We have just started playing around with TS, and I have some questions around best practices for Bug and requirement tracking in our environment.

We add functionality to our product on a project by project basis, but there may be defects or requirement requests that do not get completed in a praticular project. What is the best way to track these. Can I move them from project to project May be an example will make it easier to understand.

Our product is named widget. We will have a project to add features, and basically create widget 2.0. After the Widget 2.0 project I will have a widget 3.0 project. We will generate bugs and requirements while doing the 2.0 project. Once the project is complete, we will get filed bugs and issues on 2.0 as well. We will start 3.0 with outstanding bugs and feature requests from 2.0. To make it somewhat even more complicated, we will have a widget 2.0 for customer a, and a widget 2.0 for customer b. The core product will be widget 2.0, but there will be customer specific features for company a, and for company b. There will be a widget 2.0, comapny a project, and a widget 2.0 company b project. Later there will be a widget 3.0 company a project, and a widget 3.0 company b project.

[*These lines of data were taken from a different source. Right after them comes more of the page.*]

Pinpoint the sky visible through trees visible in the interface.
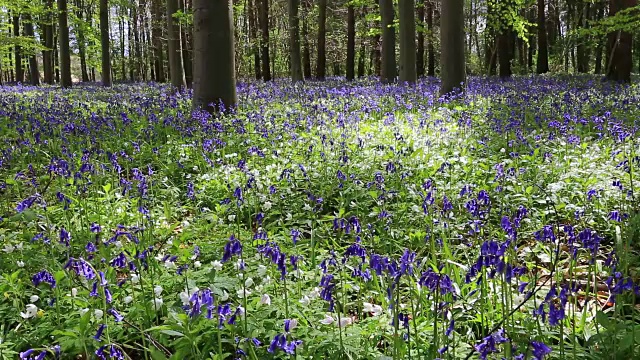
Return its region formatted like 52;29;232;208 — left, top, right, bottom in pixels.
0;0;640;360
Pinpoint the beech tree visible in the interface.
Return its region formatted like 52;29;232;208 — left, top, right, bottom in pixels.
380;0;396;83
193;0;239;112
440;0;466;95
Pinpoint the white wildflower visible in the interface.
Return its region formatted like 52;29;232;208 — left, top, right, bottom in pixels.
20;304;38;319
211;260;222;271
320;315;334;325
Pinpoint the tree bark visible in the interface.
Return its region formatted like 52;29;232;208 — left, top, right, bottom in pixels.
167;0;187;90
193;0;239;112
536;0;549;74
288;0;303;82
13;13;24;83
302;0;311;79
23;12;40;86
607;0;638;83
347;5;356;80
380;0;396;83
179;0;193;88
58;0;72;88
416;0;425;77
100;0;112;87
440;0;466;95
151;0;166;83
247;0;262;80
42;0;54;85
398;0;418;83
576;2;591;74
75;0;91;82
316;0;327;80
258;0;271;81
427;0;436;77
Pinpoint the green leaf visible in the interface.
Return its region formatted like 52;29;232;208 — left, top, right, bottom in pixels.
160;330;184;337
596;311;613;329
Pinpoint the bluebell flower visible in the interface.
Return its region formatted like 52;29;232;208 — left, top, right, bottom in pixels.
222;235;242;263
291;229;300;245
531;341;551;360
107;309;124;322
93;324;107;341
31;270;56;289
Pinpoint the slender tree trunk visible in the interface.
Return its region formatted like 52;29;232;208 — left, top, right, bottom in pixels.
427;0;436;77
58;0;72;88
440;0;466;94
180;0;193;88
398;0;418;84
167;0;187;90
576;2;591;73
99;0;111;87
13;12;24;83
42;0;54;85
23;13;40;86
258;0;271;81
607;0;638;83
536;0;549;74
358;39;367;77
316;0;327;80
302;0;311;79
151;0;167;83
75;0;91;82
120;7;127;81
193;0;239;112
416;0;425;77
53;27;60;84
288;0;304;82
347;5;356;80
594;0;605;74
247;0;262;80
380;0;396;83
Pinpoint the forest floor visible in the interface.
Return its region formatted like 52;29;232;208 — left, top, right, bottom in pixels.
0;77;640;359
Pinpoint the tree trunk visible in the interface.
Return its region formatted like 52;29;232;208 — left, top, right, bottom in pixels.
247;0;262;80
498;27;513;79
576;2;591;73
427;0;436;77
358;41;367;77
100;0;111;87
302;0;311;79
607;0;637;83
167;0;187;90
258;0;271;81
347;5;356;80
23;12;40;86
193;0;239;112
130;0;142;81
380;0;396;83
13;13;24;83
119;7;127;81
179;0;193;88
58;0;72;88
398;0;418;84
151;0;166;83
594;0;605;74
42;0;54;85
536;0;549;74
75;0;91;82
440;0;466;95
416;0;425;77
288;0;303;82
316;0;327;80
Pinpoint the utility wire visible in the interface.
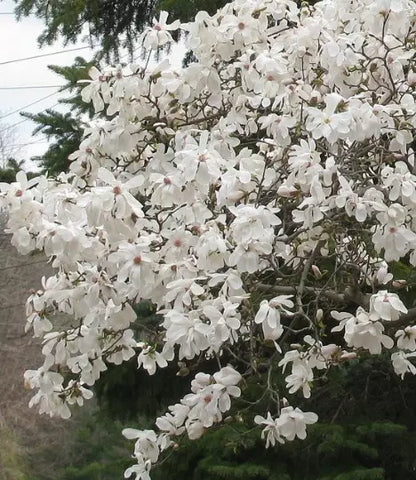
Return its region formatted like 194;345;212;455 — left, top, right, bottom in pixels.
0;45;95;65
6;138;49;148
0;90;60;120
0;85;66;90
0;102;60;135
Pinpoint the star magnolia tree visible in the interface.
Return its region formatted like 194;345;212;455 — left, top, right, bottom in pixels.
1;0;416;480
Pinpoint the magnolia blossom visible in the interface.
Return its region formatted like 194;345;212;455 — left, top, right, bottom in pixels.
4;0;416;480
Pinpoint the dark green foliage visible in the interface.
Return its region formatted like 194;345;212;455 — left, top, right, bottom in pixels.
24;109;83;176
15;0;231;60
52;413;131;480
22;57;92;176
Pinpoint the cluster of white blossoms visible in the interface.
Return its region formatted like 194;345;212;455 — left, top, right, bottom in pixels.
4;0;416;480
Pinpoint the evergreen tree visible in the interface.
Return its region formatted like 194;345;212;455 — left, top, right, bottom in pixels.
22;57;92;175
15;0;231;59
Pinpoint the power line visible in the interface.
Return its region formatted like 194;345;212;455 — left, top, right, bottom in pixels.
0;85;66;90
5;138;49;148
0;45;95;65
0;90;60;120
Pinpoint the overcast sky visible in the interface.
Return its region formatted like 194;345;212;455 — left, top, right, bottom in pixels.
0;0;183;169
0;0;97;167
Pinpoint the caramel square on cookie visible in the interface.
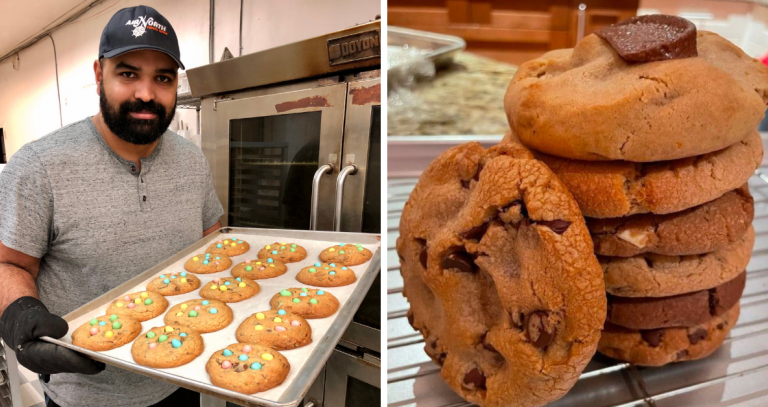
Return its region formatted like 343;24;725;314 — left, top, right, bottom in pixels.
72;314;141;351
107;291;168;322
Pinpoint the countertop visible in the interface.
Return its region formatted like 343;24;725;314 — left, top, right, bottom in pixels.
387;52;517;136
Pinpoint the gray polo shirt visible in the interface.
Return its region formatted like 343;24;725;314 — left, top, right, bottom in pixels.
0;117;224;407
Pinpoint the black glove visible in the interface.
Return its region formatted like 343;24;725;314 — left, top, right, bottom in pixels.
0;297;106;375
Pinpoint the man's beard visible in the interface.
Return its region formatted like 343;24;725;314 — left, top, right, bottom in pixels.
99;80;176;145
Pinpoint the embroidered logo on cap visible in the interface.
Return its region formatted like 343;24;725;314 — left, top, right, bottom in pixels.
125;16;168;37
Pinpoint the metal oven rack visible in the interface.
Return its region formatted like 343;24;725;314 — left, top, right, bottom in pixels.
387;134;768;407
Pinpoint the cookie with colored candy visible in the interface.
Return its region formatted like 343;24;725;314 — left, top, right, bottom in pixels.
184;253;232;274
269;288;339;319
259;242;307;263
397;142;606;407
107;291;168;321
296;263;357;287
147;271;200;295
163;299;234;334
597;304;740;366
131;325;204;368
235;309;312;350
320;243;373;266
205;343;291;394
72;314;141;351
205;237;251;257
232;258;288;280
200;277;260;302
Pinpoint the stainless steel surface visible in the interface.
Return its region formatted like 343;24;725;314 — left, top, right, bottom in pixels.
335;78;381;232
387;25;467;75
207;83;347;230
309;164;333;230
39;227;381;407
323;348;381;407
187;21;381;97
387;134;768;407
333;164;357;232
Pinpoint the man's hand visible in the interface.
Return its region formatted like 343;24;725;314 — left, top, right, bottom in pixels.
0;297;106;375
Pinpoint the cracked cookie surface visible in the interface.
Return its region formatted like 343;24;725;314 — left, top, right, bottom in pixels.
397;143;606;406
504;31;768;163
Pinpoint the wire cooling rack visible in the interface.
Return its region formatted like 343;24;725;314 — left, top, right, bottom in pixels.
387;134;768;407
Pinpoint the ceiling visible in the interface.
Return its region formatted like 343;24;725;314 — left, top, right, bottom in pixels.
0;0;103;58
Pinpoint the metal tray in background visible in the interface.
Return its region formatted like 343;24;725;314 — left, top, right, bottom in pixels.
387;25;467;76
387;133;768;407
41;227;381;407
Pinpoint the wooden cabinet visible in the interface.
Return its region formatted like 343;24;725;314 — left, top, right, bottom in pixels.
387;0;639;64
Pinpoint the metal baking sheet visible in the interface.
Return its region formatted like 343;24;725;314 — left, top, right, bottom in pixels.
387;133;768;407
387;25;467;75
42;227;381;407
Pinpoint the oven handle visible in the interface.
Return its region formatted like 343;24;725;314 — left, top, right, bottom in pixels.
333;164;357;232
309;164;333;230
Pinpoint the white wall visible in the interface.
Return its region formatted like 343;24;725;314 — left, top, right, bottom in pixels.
0;0;381;158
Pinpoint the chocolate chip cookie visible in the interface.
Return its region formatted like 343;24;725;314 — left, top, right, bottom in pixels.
259;242;307;263
205;237;251;257
269;288;339;319
597;304;739;366
505;132;763;218
107;291;168;322
232;258;288;280
184;253;232;274
320;243;373;266
587;184;755;257
147;271;200;295
163;299;234;334
205;343;291;394
607;272;747;329
131;325;204;368
504;23;768;162
598;226;755;297
72;314;141;351
397;143;606;406
200;277;260;302
296;262;357;287
235;309;312;350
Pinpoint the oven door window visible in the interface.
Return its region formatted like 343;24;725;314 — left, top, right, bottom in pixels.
229;112;322;230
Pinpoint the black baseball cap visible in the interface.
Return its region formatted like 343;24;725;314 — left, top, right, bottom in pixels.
99;6;186;69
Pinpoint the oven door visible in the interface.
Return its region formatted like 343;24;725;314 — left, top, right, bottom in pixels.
337;78;381;233
203;84;347;230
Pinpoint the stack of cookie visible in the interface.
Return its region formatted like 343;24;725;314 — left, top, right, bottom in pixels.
505;15;768;366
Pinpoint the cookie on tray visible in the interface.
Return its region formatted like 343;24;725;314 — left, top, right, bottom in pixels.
131;325;204;369
607;272;747;329
502;132;763;218
232;258;288;280
200;277;260;302
598;226;755;297
597;303;740;366
259;242;307;263
205;237;251;257
269;288;339;319
147;271;200;295
587;184;755;257
504;16;768;163
107;291;168;322
296;262;357;287
320;243;373;266
235;309;312;350
163;299;234;334
184;253;232;274
205;343;291;394
397;142;606;406
72;314;141;351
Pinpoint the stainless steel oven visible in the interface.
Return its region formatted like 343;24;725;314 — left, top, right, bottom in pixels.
184;21;381;407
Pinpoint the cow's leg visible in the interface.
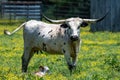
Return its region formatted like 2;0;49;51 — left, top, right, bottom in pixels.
22;48;33;72
63;49;73;72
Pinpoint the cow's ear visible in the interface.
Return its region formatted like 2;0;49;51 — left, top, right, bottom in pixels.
60;23;69;28
81;22;88;27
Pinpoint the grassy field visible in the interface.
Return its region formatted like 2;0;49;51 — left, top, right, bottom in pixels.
0;24;120;80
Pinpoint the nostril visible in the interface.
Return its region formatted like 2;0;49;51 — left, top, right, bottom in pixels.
70;36;78;41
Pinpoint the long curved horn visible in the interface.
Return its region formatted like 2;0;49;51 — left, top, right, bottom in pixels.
42;14;66;23
83;11;109;23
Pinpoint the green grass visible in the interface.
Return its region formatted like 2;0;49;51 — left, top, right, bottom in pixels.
0;23;120;80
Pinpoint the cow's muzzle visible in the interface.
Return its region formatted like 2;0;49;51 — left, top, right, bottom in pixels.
70;35;79;41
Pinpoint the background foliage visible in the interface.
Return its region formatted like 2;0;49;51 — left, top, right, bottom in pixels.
0;23;120;80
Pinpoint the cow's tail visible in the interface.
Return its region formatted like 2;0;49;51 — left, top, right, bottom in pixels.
4;22;26;36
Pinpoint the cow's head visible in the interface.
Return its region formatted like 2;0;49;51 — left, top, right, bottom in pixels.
43;13;108;41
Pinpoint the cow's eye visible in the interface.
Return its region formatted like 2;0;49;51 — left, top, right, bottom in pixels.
81;22;88;27
60;23;69;28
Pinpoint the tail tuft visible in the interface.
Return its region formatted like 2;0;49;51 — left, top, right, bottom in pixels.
4;30;11;35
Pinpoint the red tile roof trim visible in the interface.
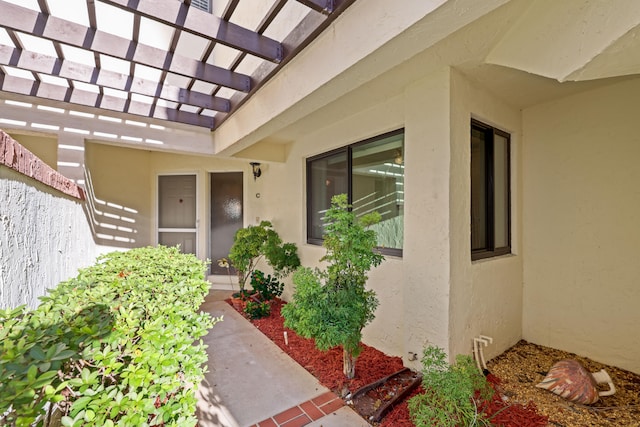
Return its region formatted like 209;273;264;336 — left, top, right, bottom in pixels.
0;129;85;200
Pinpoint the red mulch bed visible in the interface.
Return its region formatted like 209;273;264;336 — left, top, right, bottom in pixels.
228;299;547;427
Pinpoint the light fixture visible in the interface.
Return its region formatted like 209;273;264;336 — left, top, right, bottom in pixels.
249;162;262;181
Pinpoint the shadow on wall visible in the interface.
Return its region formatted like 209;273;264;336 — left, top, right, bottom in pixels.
84;168;140;249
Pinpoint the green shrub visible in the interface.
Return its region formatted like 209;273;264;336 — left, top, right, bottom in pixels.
0;247;221;426
282;194;384;379
251;270;284;301
409;346;493;427
229;221;300;291
244;301;271;319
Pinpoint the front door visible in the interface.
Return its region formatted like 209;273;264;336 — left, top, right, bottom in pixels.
211;172;243;275
158;175;197;255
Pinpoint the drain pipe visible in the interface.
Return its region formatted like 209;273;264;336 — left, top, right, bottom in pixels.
473;335;493;375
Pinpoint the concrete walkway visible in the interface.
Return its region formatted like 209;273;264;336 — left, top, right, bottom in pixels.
197;290;370;427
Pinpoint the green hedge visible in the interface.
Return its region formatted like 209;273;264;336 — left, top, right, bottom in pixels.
0;247;221;426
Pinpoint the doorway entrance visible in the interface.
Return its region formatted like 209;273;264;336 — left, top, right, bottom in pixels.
210;172;243;275
158;175;198;255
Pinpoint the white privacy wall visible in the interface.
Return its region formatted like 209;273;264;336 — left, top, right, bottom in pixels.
0;166;113;309
523;79;640;373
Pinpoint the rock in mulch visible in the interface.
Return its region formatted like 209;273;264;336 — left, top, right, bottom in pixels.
487;341;640;427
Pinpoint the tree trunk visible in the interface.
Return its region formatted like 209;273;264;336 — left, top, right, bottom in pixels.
342;347;356;380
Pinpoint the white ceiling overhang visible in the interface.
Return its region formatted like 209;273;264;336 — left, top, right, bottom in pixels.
485;0;640;82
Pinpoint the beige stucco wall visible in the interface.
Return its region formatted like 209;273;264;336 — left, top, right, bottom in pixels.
523;79;640;372
448;71;523;358
85;142;153;248
272;95;405;362
86;142;254;259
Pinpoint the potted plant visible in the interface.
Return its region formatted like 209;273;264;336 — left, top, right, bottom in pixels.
229;221;300;299
282;194;384;379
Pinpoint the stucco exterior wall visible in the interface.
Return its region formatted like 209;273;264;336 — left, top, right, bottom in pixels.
447;70;523;358
272;89;406;362
523;79;640;373
84;142;153;248
0;137;113;308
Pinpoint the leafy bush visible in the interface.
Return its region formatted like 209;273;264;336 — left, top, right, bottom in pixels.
244;301;271;319
409;346;493;427
251;270;284;301
0;247;221;426
282;194;384;379
229;221;300;290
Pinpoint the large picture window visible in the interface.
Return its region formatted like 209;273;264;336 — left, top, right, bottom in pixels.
471;120;511;260
307;130;404;256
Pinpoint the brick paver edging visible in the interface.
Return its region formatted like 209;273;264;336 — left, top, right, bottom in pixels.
251;391;344;427
0;129;85;200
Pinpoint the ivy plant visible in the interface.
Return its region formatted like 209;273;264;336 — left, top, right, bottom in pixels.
282;194;384;379
0;247;221;427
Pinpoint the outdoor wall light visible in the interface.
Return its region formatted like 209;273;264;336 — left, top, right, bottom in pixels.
249;162;262;181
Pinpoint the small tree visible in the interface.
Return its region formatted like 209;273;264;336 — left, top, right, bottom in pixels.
229;221;300;292
282;194;384;379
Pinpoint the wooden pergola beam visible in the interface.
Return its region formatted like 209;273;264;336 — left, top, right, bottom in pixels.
0;0;251;92
297;0;336;15
0;71;214;129
0;45;231;113
101;0;283;63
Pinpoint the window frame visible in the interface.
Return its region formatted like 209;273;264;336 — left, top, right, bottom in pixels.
305;128;405;258
469;119;512;261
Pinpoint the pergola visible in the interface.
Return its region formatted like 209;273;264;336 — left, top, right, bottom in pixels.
0;0;355;130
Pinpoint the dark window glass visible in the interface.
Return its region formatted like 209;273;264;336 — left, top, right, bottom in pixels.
471;120;511;260
307;131;404;256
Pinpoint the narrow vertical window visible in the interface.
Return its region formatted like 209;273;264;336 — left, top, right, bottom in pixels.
471;120;511;260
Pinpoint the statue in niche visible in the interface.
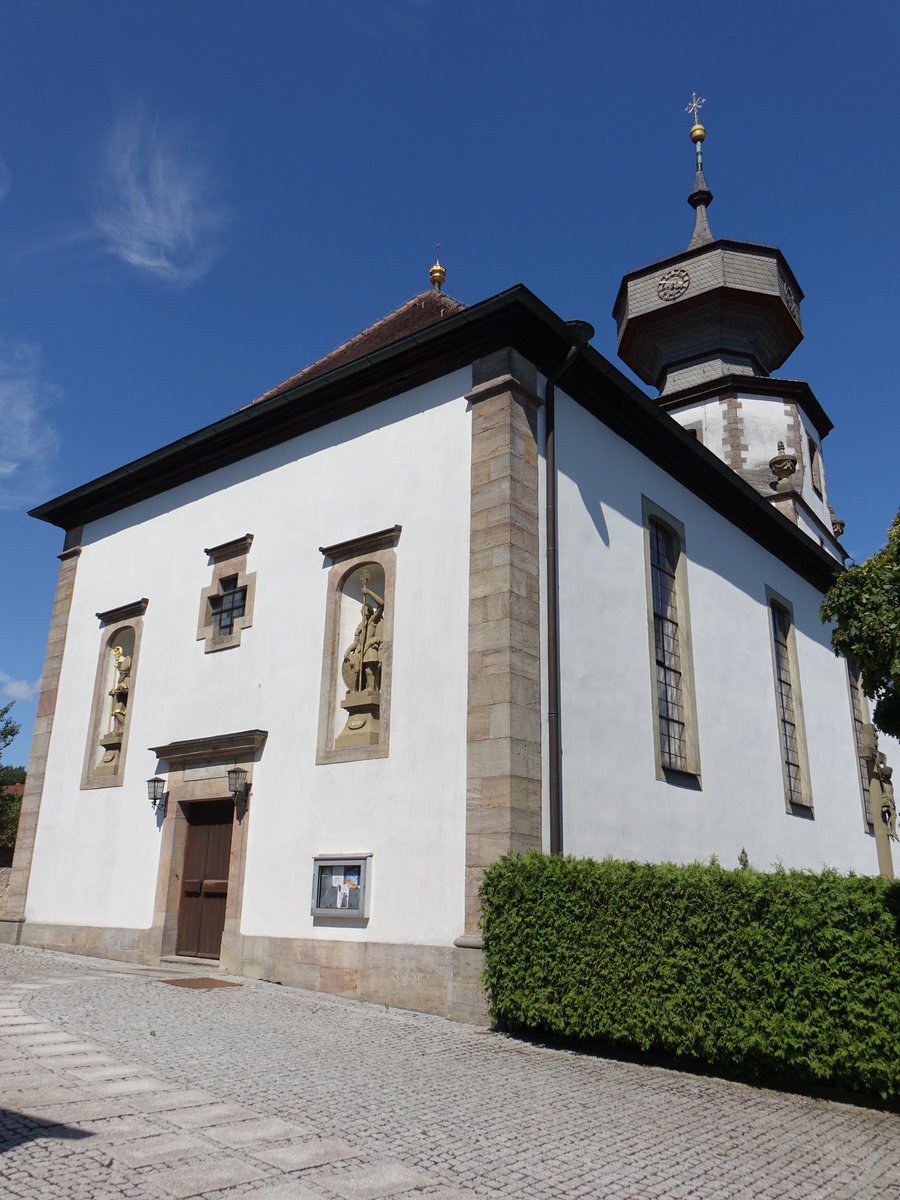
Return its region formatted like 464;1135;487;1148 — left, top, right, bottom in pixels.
94;646;132;775
878;754;900;841
859;725;900;841
335;569;384;746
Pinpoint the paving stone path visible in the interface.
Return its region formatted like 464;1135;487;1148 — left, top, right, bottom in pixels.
0;946;900;1200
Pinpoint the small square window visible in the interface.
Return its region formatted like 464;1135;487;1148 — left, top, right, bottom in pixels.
209;575;247;637
310;854;371;919
197;533;257;654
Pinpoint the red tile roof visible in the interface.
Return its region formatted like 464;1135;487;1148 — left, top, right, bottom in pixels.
245;288;466;408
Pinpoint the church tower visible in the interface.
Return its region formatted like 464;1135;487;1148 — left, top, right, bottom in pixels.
613;94;846;560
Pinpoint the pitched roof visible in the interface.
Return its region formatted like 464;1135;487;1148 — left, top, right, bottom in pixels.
252;288;466;407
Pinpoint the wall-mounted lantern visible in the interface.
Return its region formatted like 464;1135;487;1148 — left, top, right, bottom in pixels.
146;775;167;817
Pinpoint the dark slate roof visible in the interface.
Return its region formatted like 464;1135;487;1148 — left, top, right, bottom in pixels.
252;288;466;404
31;285;841;590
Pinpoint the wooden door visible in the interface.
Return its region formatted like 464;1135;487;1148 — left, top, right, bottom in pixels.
175;800;234;959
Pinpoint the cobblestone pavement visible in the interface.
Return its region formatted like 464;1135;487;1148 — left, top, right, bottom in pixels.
0;946;900;1200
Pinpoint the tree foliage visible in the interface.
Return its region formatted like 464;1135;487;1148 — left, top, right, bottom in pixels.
0;701;22;846
820;512;900;737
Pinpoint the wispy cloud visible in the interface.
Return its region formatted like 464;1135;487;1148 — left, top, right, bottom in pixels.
0;671;41;703
0;340;59;511
94;113;228;288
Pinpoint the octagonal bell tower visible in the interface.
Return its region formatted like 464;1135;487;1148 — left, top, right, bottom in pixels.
613;94;844;558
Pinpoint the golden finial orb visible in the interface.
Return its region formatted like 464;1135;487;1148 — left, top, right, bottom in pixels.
428;242;446;292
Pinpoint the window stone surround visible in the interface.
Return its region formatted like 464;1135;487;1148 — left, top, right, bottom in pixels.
766;583;815;821
641;496;702;788
197;533;257;654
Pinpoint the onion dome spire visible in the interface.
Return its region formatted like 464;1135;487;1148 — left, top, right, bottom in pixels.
684;91;715;250
428;242;446;292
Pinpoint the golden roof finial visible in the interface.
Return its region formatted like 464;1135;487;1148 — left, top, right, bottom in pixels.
428;242;446;292
684;91;707;149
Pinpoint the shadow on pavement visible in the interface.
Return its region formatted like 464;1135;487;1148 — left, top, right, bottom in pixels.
0;1109;94;1154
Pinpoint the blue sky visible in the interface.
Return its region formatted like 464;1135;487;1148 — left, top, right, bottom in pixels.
0;0;900;763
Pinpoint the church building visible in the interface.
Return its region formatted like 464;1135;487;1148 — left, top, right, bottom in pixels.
0;117;893;1020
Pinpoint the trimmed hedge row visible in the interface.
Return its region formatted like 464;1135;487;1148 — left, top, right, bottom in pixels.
481;852;900;1102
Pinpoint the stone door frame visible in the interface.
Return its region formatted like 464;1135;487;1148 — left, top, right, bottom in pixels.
151;730;268;958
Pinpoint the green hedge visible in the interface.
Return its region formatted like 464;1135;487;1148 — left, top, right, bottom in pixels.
481;853;900;1102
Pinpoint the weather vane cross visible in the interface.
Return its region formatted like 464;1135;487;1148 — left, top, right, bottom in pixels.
684;91;707;125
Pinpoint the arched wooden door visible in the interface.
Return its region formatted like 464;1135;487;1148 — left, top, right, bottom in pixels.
175;800;234;959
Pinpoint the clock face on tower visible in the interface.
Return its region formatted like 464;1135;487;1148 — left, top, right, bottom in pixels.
781;280;800;322
656;266;691;300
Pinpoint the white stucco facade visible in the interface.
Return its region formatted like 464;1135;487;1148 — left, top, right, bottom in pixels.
10;280;900;1019
26;372;470;943
557;388;876;874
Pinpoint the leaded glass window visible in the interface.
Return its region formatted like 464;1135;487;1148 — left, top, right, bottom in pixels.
209;575;247;637
770;602;808;804
649;520;688;770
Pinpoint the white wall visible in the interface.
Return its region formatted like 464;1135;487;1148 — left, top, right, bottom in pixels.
557;396;876;872
26;370;472;943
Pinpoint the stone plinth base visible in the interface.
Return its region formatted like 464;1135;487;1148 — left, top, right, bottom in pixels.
0;917;25;946
19;920;161;965
0;919;488;1025
221;934;487;1025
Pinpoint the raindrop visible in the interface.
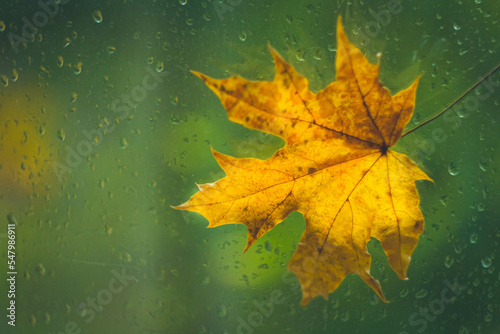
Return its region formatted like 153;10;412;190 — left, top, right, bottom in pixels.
415;289;427;299
448;162;460;176
35;263;45;276
479;160;488;172
470;232;477;244
156;61;164;73
92;10;102;23
10;68;19;82
43;312;50;325
73;61;82;75
120;137;128;149
57;129;66;141
444;255;455;269
295;48;306;61
481;256;493;269
240;31;247;42
0;74;9;87
63;37;71;48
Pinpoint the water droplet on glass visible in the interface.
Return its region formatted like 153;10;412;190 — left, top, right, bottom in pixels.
92;10;102;23
63;37;71;48
415;289;427;299
57;129;66;141
479;160;488;172
470;232;477;244
0;74;9;87
35;263;45;276
240;31;247;42
120;137;128;149
444;255;455;269
73;61;82;75
295;49;306;61
448;162;460;176
156;61;164;73
481;256;493;269
10;68;19;82
43;312;50;325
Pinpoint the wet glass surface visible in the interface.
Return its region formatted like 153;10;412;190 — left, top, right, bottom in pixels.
0;0;500;334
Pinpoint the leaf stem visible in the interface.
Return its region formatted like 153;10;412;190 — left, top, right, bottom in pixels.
401;64;500;137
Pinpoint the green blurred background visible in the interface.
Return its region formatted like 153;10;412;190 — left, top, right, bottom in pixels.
0;0;500;334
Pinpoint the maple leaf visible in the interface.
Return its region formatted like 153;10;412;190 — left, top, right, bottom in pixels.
175;17;432;305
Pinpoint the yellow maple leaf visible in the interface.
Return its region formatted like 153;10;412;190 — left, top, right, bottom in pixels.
175;17;431;305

What I am trying to figure out is the best way to set these up in team system. If I set up a new project for each instance, how do I persist the bugs and requirements not addressed Would it make more sense to set up a widget core project, and a company a, company b project, and then have the later versions as new areas

Anyone have any thoughts on this

Thanks!

Paul



Answer this question

Defect Tracking across projects

  • daniel kurtz

    What I would suggest is to have only one team project.

    I think that you should only create a project per product. Because you want to track the whole lifecycle of the product and not only one version.

    Working with different versions should then be solved by picking the right branching and merging strategy. I would use the areas and iterations to define the different features and the different iterations you are going to implement them.

    I would use the branch by purpose model and create a branch after you shiped to a specific customer. The you can keep that brach to maintain that specific version an even use merge between the different brances to reverse or forward integrate additional fixes or features to other branches.

    You can then move the workitems to a later iteration (or release if you want) and work with the same items.

    If you do want a project per version, the only way to keep the item is to copy it from one project to the other and reschedule it there.

    You only should start a new project if you need to manage it as a different project. If not keep the same project and make sure to implement a correct configuration management plan within TFS version control.